ICON GROUP EXHIBITION
"Bodega helmet aka living inside an egg" by Jake Plissken
"Bodega helmet aka living inside an egg" by Jake Plissken
Medium_Acrylic and oil Patel on wood panel
Size_16.75” x 21”
Year_2025
“The New York bodega is such a staple here. Any neighborhood you go to you always have the bodega, it’s like a hub. Always drenched with advertisements, ATM air EBT signs, the occasional mechanical horse. So to me it’s iconic image burned into the memory of anyone who ever lived here, or even just watched a movie about New York. It’s a shrine to New York life. The helmet is a history book. This work asks how much of who we are is shaped by the icons around us, and whether we ever get to exist outside the roles they place on us. How much of ourselves are shaped my the city’s we live in, the celebrities we are influenced by. do we just wear these influences on the outside to protect ourselves from judgment and rejection of our peers. Or do we ever really get to exist as ourselves.
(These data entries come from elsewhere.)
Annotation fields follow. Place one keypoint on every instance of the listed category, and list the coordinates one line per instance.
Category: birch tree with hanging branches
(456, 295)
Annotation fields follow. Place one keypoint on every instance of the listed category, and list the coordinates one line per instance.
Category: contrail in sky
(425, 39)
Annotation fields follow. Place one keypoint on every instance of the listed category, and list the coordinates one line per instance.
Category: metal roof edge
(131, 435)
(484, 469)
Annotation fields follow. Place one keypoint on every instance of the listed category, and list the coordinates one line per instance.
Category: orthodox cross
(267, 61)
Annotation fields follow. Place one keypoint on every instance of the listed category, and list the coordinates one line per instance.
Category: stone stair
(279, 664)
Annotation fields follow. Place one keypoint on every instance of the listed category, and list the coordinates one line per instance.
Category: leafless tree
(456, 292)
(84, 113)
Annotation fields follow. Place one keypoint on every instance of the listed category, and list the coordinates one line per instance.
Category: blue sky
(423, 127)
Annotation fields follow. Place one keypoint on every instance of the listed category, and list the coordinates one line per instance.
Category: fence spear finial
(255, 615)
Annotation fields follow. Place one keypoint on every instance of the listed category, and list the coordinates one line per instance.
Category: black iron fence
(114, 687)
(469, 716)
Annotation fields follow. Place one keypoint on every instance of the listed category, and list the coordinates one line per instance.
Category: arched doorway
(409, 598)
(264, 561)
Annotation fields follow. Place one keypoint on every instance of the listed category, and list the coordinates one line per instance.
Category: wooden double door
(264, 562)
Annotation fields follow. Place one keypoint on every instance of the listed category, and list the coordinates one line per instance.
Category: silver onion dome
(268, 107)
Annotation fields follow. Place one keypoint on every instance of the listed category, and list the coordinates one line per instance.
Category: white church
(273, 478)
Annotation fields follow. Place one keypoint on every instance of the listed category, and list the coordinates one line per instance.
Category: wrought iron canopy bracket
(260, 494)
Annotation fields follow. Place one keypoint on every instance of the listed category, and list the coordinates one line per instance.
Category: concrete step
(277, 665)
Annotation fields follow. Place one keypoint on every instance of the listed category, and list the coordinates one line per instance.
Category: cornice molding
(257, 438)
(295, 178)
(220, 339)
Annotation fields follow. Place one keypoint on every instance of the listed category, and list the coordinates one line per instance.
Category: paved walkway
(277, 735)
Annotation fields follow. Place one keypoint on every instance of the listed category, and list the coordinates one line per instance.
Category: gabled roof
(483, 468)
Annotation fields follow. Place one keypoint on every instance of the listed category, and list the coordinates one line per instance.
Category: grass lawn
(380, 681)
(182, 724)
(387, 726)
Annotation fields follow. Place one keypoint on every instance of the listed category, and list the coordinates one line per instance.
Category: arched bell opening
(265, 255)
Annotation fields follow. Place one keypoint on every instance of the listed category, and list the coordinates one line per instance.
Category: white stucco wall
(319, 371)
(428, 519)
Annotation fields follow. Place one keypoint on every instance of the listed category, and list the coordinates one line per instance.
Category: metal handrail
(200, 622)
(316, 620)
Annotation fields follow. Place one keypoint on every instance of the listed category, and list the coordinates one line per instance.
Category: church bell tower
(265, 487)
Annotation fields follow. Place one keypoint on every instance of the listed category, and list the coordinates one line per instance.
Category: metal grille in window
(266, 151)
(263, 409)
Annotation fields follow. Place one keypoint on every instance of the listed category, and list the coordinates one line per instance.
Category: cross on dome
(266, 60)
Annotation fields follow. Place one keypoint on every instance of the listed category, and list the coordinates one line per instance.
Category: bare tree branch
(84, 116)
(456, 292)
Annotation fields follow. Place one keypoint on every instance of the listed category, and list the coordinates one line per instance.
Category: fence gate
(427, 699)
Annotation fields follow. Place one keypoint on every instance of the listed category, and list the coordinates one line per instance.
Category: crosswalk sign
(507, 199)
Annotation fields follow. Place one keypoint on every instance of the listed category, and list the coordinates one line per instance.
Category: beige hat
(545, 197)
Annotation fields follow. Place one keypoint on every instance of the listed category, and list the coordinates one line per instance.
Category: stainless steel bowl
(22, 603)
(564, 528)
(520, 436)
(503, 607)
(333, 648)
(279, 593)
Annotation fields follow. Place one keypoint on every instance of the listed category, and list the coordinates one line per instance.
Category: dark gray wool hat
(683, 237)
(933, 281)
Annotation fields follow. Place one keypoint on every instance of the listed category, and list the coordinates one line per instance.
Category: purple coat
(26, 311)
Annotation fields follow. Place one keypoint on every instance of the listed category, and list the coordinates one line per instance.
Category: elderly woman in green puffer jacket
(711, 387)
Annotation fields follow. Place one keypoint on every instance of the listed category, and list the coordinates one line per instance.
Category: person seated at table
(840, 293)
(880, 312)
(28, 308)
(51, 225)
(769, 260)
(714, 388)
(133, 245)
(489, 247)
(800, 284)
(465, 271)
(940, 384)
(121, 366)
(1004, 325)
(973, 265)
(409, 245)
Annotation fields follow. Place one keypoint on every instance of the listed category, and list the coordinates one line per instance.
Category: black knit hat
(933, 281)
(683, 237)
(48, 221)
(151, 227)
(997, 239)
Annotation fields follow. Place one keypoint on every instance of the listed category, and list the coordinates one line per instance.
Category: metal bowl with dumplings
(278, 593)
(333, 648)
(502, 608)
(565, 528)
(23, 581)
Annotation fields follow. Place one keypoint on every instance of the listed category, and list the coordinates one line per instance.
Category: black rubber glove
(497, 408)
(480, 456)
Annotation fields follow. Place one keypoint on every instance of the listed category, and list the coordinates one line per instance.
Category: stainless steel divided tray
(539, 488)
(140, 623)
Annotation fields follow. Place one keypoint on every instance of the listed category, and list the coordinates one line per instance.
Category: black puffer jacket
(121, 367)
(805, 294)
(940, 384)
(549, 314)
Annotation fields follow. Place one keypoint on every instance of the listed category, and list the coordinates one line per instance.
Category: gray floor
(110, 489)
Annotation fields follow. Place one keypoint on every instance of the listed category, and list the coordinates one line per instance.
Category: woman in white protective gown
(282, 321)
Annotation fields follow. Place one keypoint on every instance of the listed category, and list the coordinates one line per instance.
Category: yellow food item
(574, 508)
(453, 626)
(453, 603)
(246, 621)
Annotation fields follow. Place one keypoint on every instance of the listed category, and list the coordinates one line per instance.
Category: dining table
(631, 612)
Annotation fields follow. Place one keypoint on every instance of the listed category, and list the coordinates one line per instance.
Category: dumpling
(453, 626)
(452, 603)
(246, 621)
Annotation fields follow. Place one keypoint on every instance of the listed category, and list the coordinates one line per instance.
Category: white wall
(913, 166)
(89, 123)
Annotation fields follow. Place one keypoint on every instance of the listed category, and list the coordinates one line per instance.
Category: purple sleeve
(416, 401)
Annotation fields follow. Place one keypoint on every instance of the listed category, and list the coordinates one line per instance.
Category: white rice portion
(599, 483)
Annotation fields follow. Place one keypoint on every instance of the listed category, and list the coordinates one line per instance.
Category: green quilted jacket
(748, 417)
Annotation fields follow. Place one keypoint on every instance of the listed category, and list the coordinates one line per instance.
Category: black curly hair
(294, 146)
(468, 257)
The man inside is wearing it as a shield. A representation of identity. Weather it’s real or not, it’s the mask he wears to protect himself. To guard his weakness. But it’s also a burden, trapped, living inside a pressure cooker. I don’t like when people say the helmets are about consumerism, maybe it is a little, but not really. That horse has been beaten to the bone. It’s a boring subject to me. I’d say it’s more of a metaphor for survival if anything. Actually if anything maybe the advertising speaks more to the commodification of one’s self. Something that I find exhausting and have grown to dislike about being an artist myself. He’s a walking billboard, his struggles hidden beneath layers of corporate influence.
Other interpretations of the helmet paintings are more about the loss of self in the pursuit of success. The suffocating nature of expectations and the way personal identity becomes entangled with corporate influence and cultural symbols… idk.”
Jake Plissken is a Brooklyn-based carpenter and part-time artist known for his offbeat, irreverent aesthetic and distinctive creative voice. Working primarily through visual art, his work often blends humor, grit, and absurdity, reflecting a playful defiance of convention.